In most compressed air training classes and seminars, the rotary claw pump is usually only mentioned in passing, if at all. In most of the applications where claw compressors and vacuum pumps can be used, rotary vanes or rotary lobes are more common. However, a claw pump can often provide a large amount of energy savings when sized correctly.
We decided that instead of just lumping them in a post under “other,” we’d highlight them in a separate post.
Here is how claw compressors and vacuum pumps work. It is a rotary pump with two claw-shaped rotors. They turn in opposite directions in the housing. They don’t touch but the clearance is very, very small. As the claw moves over the inlet, air is sucked into the compression chamber.
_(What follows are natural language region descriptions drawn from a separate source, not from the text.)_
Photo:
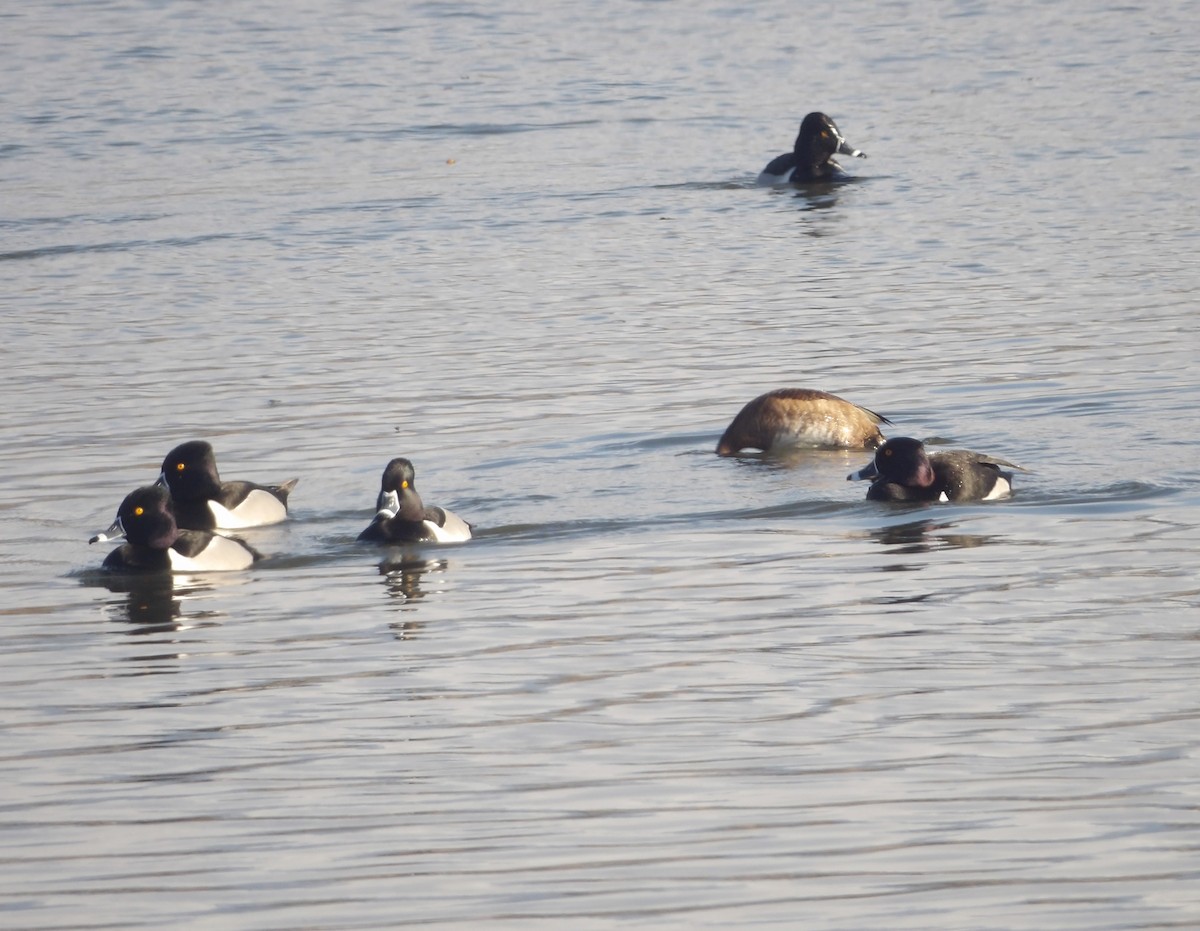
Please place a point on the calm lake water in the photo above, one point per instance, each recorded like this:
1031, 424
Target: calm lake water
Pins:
522, 246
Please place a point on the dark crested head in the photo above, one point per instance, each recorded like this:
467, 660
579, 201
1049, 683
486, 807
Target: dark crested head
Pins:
903, 461
190, 470
820, 139
399, 475
147, 517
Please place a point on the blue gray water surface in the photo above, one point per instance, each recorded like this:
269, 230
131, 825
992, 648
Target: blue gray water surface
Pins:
521, 245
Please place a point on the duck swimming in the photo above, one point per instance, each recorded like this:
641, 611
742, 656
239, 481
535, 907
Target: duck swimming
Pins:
402, 516
205, 503
813, 156
156, 544
801, 418
903, 472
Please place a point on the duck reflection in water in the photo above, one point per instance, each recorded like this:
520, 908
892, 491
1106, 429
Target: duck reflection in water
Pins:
407, 577
154, 602
925, 535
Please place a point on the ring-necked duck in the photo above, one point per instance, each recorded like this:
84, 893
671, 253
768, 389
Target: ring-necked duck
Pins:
813, 157
801, 416
205, 503
903, 472
156, 544
403, 518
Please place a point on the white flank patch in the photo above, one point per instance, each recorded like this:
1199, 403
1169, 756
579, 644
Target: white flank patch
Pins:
259, 508
220, 556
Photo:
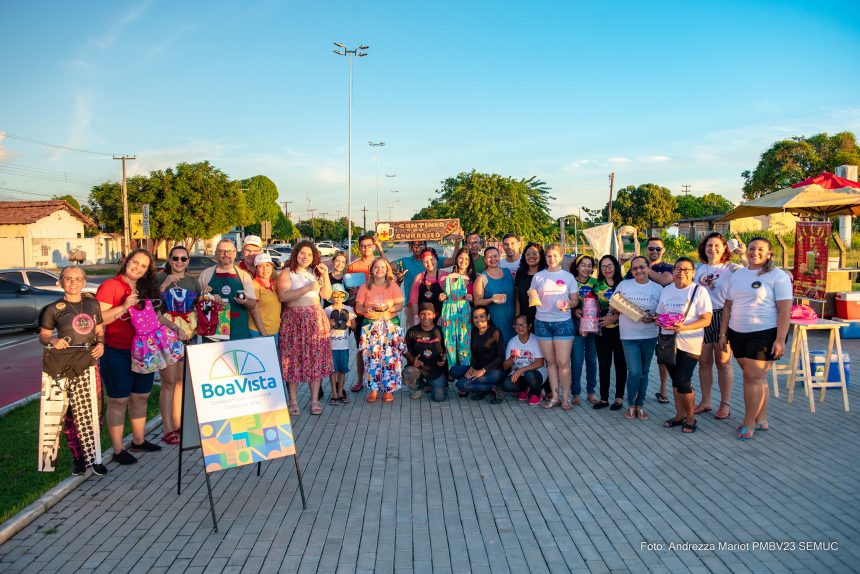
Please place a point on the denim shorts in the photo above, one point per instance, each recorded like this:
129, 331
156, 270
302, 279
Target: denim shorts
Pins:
554, 330
119, 380
340, 357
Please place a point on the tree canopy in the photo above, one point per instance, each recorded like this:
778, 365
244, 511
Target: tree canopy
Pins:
693, 206
642, 206
188, 202
792, 160
493, 205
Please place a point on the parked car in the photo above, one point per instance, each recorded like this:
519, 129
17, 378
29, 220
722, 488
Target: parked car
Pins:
326, 248
21, 305
41, 279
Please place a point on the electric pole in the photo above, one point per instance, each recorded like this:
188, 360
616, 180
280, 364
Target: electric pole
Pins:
611, 184
126, 231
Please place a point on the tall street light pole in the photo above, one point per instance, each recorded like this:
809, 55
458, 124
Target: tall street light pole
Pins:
377, 145
359, 52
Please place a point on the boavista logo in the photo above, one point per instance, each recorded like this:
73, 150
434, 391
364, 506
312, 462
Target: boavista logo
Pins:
236, 372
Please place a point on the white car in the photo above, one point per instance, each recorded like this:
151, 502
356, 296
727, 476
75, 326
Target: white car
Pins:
41, 278
326, 248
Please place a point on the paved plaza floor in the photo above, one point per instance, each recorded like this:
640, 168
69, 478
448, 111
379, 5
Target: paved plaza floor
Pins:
466, 486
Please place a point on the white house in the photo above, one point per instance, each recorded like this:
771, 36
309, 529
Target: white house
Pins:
41, 234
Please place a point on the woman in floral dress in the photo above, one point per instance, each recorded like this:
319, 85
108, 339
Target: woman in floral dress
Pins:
457, 309
379, 301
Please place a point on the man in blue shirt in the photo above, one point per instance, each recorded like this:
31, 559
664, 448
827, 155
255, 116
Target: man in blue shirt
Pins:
407, 269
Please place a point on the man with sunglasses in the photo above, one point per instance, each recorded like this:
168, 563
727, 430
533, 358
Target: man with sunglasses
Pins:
661, 274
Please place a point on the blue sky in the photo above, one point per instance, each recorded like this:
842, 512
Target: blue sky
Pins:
671, 93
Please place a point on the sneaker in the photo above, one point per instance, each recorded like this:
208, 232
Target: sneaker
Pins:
125, 457
145, 446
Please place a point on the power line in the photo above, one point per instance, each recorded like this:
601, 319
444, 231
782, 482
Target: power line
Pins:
58, 146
As the rotors revolve, it reduces the volume of the trapped air, which causes the pressure to rise. For vacuum, just switch the inlet and the outlet (and there are some other minor changes made).
The claw pump is another “oil-free” technology. There is no oil in the compression chamber, only in the gearbox.
Usually claw pumps are used as vacuum pumps or as blowers. What I mean by the term “blower” is a compressor that puts out a low pressure at a high volume. Of course low pressure and high volume are relative terms. What we’re comparing it to in this case are the technologies we reviewed before – piston, screw, and scroll. For the same amount of energy a blower will give you a lot more volume, but at a considerably lower pressure. Piston, screw, and scroll compressors are mostly used for pressures above 80 psi. When used as a pressure pump, the claw is usually for pressures below 30 psi. There are now two-stage versions that can be used up to 100 psi. Every technology has their “sweet spot” where they perform well compared to the competition.
A lot of customers don’t know that the claw pumps exist, but they’re great for certain situations. Rotary vane and rotary lobe tend to dominate the market for these low pressure applications, because those pumps have been around for a long time and the customers are familiar with the technology.
However, if you’re in the market for a vane or lobe pump, you may want to consider a claw pump, because there may be some benefits.
Here are the benefits of a claw:
1. In most cases you use less horsepower to provide the same amount of air or vacuum that you would from the claw’s major competitors – the vane and lobe pumps.
2. The maintenance is extremely low.
3. 100% duty cycle.
A good example of this is the Rietschle VLR-301 vacuum pump. At 7.5hp it can produce the same amount of volume that Rietschle’s 10 hp vane pump can do (and the 10hp vane pumps of the competitors). Additionally with the vane pump, you’re replacing about a gallon of oil at least twice a year – sometimes as much as four times per year. With the VLR-301, you replace the gear oil every 20,000 hours of running time and it’s only about a quart.
So that sounds great, what’s the catch?
The drawbacks are:
1. Higher initial cost. In the example above the 7.5hp VLR-301 costs a couple of thousand more than Rietschle’s 10hp vane pump. However, that’s made up later in energy savings and maintenance costs. If you look long term, or even medium term, this isn’t a drawback, because over the course of a few years, your overall cost is less.
2. In the instance above, the VLR-301 cannot pull a full vacuum. It can pull a lot, but it can’t pull the vacuum that a vane pump can. If you needed a full 29 inHg, then you’d have to go with the vane pump. For a more general drawback of claw technology as a whole, it’s designed around its sweet spot of power, flow, and pressure/vacuum. When you hit that sweet spot, it’s usually the best option. If you’re too far outside that sweet spot, it may not be able to do what’s asked of it. It needs to be sized correctly by a professional.
So in what situations should you look for a claw pump? Here’s a list of good applications for it:
- Central vacuum systems
- Chemical industry – gas compression
- Dust extraction
- Gas compression
- Soil remediation
- Drying systems
- Dust extraction systems
- Industrial furnaces
- Medical vacuum
- Pneumatic conveying
- Printing industry
- Woodworking industry
- Dust extraction
Claw pumps seem to be exceptionally good fits for the printing industry, soil remediation, medical vacuum, bulk material handling, CNC machines and vacuum hold-down.
Again with any technology, it has a sweet-spot where it performs the best. Claw sizing is more advanced than your typical compressor installation. I highly advise you contact the experts before you buy one. Also, if you ask for a claw pump, and the distributor doesn’t ask a bunch of questions on why you need that pump and what it’s used for – you should probably get a quote from somewhere else. That company just wants to sell you equipment with no regard on whether it’s right for you or not. They just want to make a quick buck and run – they’re not looking to be your compressed air partner.